Protein Characterization

Protein Detection Techniques

• Chromogenic-Enzyme Assays - change color if the enzyme is present and functional. The rate of color change can inform the researchers as to how much enzyme is present.

• Antibody Assays - an antibody labelled with an enzyme, fluorescent molecule, or radioactive isotope can be used to bind to the protein. The amount of protein in a sample can be detected based on how many antibodies are detected.

• GFP-tagging - Green Fluorescent Protein (GFP) can be used to tag a protein. When the protein is expressed by the cell, GFP, which is fused to the protein, will also "light up" allowing researchers to determine where and how much protein is present.
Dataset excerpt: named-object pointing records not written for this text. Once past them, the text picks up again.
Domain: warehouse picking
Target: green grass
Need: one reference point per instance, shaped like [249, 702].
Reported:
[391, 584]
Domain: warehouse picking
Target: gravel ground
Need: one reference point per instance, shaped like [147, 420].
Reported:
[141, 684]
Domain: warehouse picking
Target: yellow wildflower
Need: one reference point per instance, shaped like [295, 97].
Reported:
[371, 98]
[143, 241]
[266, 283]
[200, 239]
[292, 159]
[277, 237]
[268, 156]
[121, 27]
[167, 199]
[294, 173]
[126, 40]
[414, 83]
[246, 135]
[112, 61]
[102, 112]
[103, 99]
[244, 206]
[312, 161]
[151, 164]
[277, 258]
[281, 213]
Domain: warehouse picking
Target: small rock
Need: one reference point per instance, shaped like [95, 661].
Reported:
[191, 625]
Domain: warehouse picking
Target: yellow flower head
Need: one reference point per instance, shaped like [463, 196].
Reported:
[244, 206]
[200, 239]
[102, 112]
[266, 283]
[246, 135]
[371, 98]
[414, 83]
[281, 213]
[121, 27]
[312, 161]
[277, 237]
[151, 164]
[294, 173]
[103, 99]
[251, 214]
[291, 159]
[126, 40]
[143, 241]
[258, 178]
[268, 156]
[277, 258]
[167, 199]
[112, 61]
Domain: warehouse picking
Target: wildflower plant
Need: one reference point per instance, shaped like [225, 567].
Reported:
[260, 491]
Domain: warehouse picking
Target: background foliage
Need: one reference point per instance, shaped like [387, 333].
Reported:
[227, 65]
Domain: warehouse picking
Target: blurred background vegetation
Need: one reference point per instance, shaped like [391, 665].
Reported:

• Western Blotting/ Immunoblotting - combines gel electrophoresis with protein detection.
• Proteins are run on an SDS-PAGE gel.
• Protein are detected using a primary antibody.
• The primary antibody is detected using a secondary antibody that is conjugated to an enzyme or fluorescent molecule.
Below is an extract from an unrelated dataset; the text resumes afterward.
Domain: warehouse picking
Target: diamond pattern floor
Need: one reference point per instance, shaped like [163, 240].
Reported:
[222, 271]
• Immunoprecipitation (IP) - Used to detect protein in a mixture of proteins using antibody specificity.
• An antibody is given time to bind to the specific protein of interest that it recognizes.
• An agent that recognizes the antibody is then added to the mixture, which causes the antibody + protein to precipitate out of the solution.

Mass Spectrometry (MS)

• Mass spec analyzers contain:
• 1) An ion source to ionize proteins (MALDI or electrospray);
• 2) Mass analyzer which separates proteins based on their m/z ratio (TOF or ion traps);
• 3) Strike detector which tells the relative abundance of each ion;
• 4) Computerized data system to acquire, store and process data.
• Mass spec is highly sensitive (can detect down to 1x10-15 mol of certain proteins) and can easily distinguish between two very similar proteins.
• Mass spec gives researchers a RELATIVE amount of protein, not an absolute amount.